- Headquarters: Avenida Arequipa № 5140
- Location: Miraflores District, Lima
- Country: Peru
- Membership: 4,852
- Affiliation: World Organization of the Scout Movement
- Website http://www.scout.org.pe/

= Asociación de Scouts del Perú =

Peruvian scouting organisation

The Asociación de Scouts del Perú (ASP, English: Scout Association of Peru) is the national Scouting organization of Peru. Peruvian Scouting was founded in 1911 and was among the charter members of the World Organization of the Scout Movement in 1922. It has 4,852 members (as of 2011).

Vocational training is provided in a number of fields. There are many community services and Scouts work with the Red Cross in some of their programs. Conservation programs are stressed. Scouts have the opportunity to visit jungle villages and learning about the conservation of nature first hand. Tree planting is done by many groups. Scouts work to restore and maintain ancient Inca sites such as Machu Picchu and Cusco. A number of Scout projects deal with increasing food production and improving nutrition in communities.

== History ==

The Asociación de Scouts del Perú was founded by Juan Luis Rospigliosi (June, 24 1854-July 24, 1935) on May 25, 1911 at Barranco English Institute in Lima. In October 1913 the second Scout brigade formed.

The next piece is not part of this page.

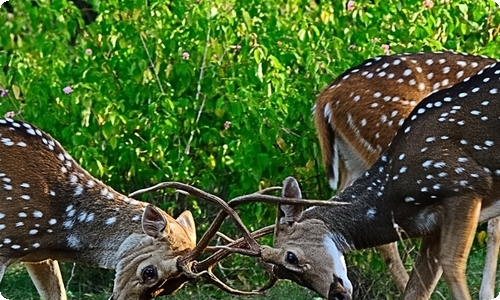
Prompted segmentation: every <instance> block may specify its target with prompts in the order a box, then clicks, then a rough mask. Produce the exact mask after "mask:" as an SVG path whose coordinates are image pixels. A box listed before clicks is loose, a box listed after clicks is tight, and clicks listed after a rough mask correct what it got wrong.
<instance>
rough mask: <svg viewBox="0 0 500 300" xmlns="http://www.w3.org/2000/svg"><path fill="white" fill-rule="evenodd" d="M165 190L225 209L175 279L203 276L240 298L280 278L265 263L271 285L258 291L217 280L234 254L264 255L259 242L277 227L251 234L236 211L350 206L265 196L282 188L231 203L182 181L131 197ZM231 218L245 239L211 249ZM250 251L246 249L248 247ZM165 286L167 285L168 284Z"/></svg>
mask: <svg viewBox="0 0 500 300" xmlns="http://www.w3.org/2000/svg"><path fill="white" fill-rule="evenodd" d="M163 188H176V189H178V190H180V191H183V192H185V193H188V194H190V195H193V196H197V197H200V198H202V199H205V200H208V201H211V202H214V203H216V204H218V205H219V206H220V207H221V208H222V209H221V211H219V213H218V214H217V216H216V218H215V219H214V221H213V222H212V224H211V225H210V227H209V228H208V229H207V231H206V232H205V234H204V235H203V236H202V238H201V239H200V241H199V242H198V244H197V245H196V247H195V248H194V249H193V250H191V251H190V252H188V253H187V254H186V255H184V256H182V257H180V258H179V259H178V261H177V267H178V268H179V270H181V272H182V276H181V278H178V277H177V278H175V279H174V280H176V281H179V280H184V281H188V280H190V279H193V278H197V277H200V276H203V277H205V278H207V279H208V280H209V281H210V282H211V283H213V284H214V285H216V286H217V287H219V288H221V289H222V290H224V291H226V292H228V293H231V294H236V295H249V294H257V293H260V292H262V291H265V290H267V289H269V288H271V287H272V286H273V285H274V284H275V283H276V281H277V278H276V277H275V276H274V274H273V272H272V265H270V264H265V267H266V270H267V273H268V274H269V277H270V278H269V282H268V284H266V285H265V286H264V287H262V288H260V289H258V290H256V291H250V292H248V291H240V290H237V289H234V288H231V287H229V286H228V285H226V284H225V283H223V282H222V281H221V280H220V279H219V278H217V277H216V276H215V275H214V274H213V273H212V269H213V267H214V266H215V265H216V264H217V263H218V262H220V261H221V260H222V259H224V258H225V257H227V256H228V255H230V254H231V253H239V254H243V255H247V256H256V257H259V256H260V250H261V246H260V245H259V244H258V243H257V241H256V239H257V238H258V237H261V236H263V235H266V234H269V233H271V232H272V231H273V229H274V225H271V226H268V227H265V228H262V229H260V230H257V231H255V232H254V233H250V232H249V230H248V229H247V227H246V226H245V224H244V223H243V221H242V220H241V218H240V217H239V215H238V214H237V213H236V211H235V210H234V208H236V207H237V206H239V205H241V204H246V203H249V202H265V203H273V204H301V205H304V206H331V205H346V204H348V203H345V202H334V201H324V200H305V199H295V198H282V197H276V196H270V195H264V193H268V192H272V191H276V190H281V187H270V188H266V189H263V190H261V191H258V192H255V193H252V194H248V195H244V196H239V197H236V198H234V199H232V200H230V201H229V202H225V201H224V200H222V199H221V198H219V197H217V196H215V195H213V194H210V193H207V192H205V191H203V190H200V189H198V188H195V187H193V186H191V185H188V184H184V183H180V182H163V183H159V184H157V185H155V186H152V187H149V188H145V189H141V190H138V191H135V192H133V193H132V194H130V195H129V196H130V197H132V196H136V195H138V194H142V193H145V192H150V191H155V190H158V189H163ZM228 215H229V216H230V217H231V219H232V220H233V221H234V222H235V224H236V226H237V227H238V229H239V230H240V231H241V232H242V234H243V237H242V238H240V239H238V240H236V241H233V242H231V243H229V244H228V245H225V246H218V247H208V245H209V243H210V241H211V240H212V238H213V237H214V236H215V235H216V234H217V231H218V229H219V228H220V226H221V225H222V223H223V222H224V220H225V219H226V217H227V216H228ZM245 246H246V247H248V248H244V247H245ZM207 248H208V249H209V251H216V250H217V251H216V252H215V253H214V254H212V255H211V256H210V257H208V258H206V259H205V260H203V261H201V262H198V261H196V258H197V257H198V256H199V255H200V254H201V253H202V252H204V251H205V250H206V249H207ZM164 285H165V283H164ZM169 293H170V292H169V291H168V290H165V291H164V292H162V293H161V295H167V294H169Z"/></svg>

In 1916, the Society of Girl Guides was founded by the first Chief Guide, Elsa Hansen Daranyi.

On April 3, 1933, father Benito of the Colegio La Recoleta founded the first Cubs pack, Barranco district in Lima.

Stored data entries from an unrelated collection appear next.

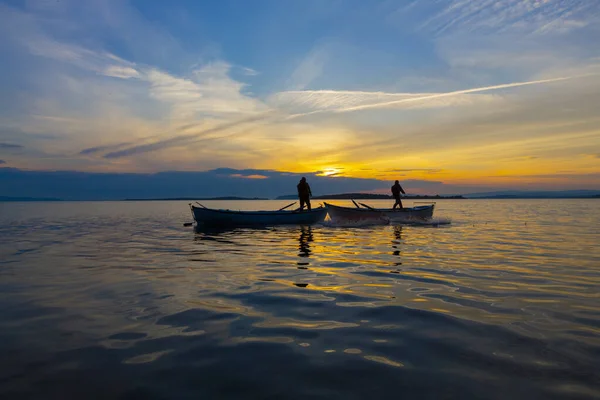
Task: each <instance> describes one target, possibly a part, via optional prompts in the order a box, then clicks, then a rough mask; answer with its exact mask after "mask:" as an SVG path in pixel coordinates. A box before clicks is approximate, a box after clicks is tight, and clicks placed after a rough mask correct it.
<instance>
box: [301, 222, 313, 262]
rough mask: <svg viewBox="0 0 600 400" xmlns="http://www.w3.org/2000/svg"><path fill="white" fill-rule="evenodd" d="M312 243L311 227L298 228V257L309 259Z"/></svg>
mask: <svg viewBox="0 0 600 400" xmlns="http://www.w3.org/2000/svg"><path fill="white" fill-rule="evenodd" d="M312 241H313V232H312V227H311V226H302V227H301V228H300V238H299V239H298V242H299V246H298V250H300V253H298V257H310V243H311V242H312Z"/></svg>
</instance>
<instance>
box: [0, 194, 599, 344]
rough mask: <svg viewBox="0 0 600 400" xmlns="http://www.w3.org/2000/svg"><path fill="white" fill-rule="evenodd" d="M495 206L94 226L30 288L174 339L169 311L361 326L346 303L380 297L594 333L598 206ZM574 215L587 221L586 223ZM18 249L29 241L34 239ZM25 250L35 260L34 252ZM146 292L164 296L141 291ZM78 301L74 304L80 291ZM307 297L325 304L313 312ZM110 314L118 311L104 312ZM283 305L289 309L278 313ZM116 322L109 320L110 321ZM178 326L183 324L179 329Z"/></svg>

On June 22, 1941, Rover clan 5 of Lima was founded by father Chiaffredo.

On July 3, 1942, Sea Scouts was founded.

In 1946, the national headquarters was established by the first Chief Scout, engineer José Toribio Flores León.

In 1966, Law 16666 declared Scouting a "necessity and public utility".

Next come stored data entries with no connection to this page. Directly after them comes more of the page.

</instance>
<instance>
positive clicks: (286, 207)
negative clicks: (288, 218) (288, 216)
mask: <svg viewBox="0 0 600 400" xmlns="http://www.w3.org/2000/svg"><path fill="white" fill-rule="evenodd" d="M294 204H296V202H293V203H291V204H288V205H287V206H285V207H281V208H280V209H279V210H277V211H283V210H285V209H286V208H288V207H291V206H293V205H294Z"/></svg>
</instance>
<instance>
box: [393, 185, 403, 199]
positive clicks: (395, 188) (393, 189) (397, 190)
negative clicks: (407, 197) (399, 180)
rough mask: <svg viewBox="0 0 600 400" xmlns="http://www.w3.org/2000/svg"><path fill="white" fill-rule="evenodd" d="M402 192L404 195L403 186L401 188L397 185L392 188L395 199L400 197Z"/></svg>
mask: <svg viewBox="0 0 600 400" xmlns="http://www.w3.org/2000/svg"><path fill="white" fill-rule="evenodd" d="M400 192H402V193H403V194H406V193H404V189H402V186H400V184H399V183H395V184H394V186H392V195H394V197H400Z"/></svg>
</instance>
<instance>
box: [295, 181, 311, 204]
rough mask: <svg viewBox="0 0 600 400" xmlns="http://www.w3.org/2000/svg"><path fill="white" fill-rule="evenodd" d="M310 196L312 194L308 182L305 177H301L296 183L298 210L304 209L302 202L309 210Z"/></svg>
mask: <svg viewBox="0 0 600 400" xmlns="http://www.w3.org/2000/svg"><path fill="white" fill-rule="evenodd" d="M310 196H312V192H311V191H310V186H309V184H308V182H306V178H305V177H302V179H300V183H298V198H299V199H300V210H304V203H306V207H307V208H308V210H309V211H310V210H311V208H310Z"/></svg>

From August 7 to 11, 1972, the 8th Interamerican Scout Conference was held at the Crillon Hotel in Lima.

In 1973, Dr. Elías Mendoza Habersperger was awarded the Bronze Wolf, the only distinction of the World Organization of the Scout Movement, awarded by the World Scout Committee for exceptional services to world Scouting.

On April 15, 1975, the present national headquarters was acquired.

In 1983, the first National Jamboree was held in Chiclayo.

In 2004, the Caminantes program section was created for Scouts aged 15 to 18.

In 2007, "Operation Be Prepared" aided earthquake victims.

In 2011, the centennial National Jamboree was held at the National Agrarian University.

From January 4 to 11, 2015, the ninth National Jamboree was held in Chimbote.

==Emblems==

The original fleur-de-lis emblem created in 1913

From 2013 the organization uses the WOSM brand for its logo, like the South African Scout Association logo but with "Perú" added. The original fleur-de-lis emblem created in 1913 is still used as the Scout section badge and features a stylized Inti, the Andean sun-god.

==Program sections==
- Lobatos/Cubs-ages 7 to 11
- Scouts-ages 11 to 15
- Caminantes/Venturing-ages 15 to 18
- Rovers-ages 18 to 21

==Scout Motto==

Siempre Listo, Be Prepared

==Scout Promise==

Por mi honor prometo hacer cuanto de mi dependa para cumplir mis deberes para con Dios, patria y padres. Ayudar al projimo en toda circunstancia y cumplir fielmente la ley Scout.

==Scout Law==

- El Scout genera confianza.
- El Scout es leal en lo correcto.
- El Scout es util y ayuda a los demas sin pensar en recompensas.
- El Scout es amigo de todos y hermano de cualquier Scout sin distincion de credo, raza, clase social o nacionalidad.
- El Scout es cortes y caballeroso.
- El Scout ve en la naturaleza la obra de Dios, cuida y protege a los animales y las plantas.
- El Scout obedece en lo correcto teniendo siempre en cuenta los Derechos Humanos y termina lo que empieza.
- El Scout sonrie y canta ante sus dificultades.
- El Scout es exitoso, economico, trabajador y cuidadoso del bien ajeno.
- El Scout es limpio y sano, puro de pensamientos, palabras y acciones.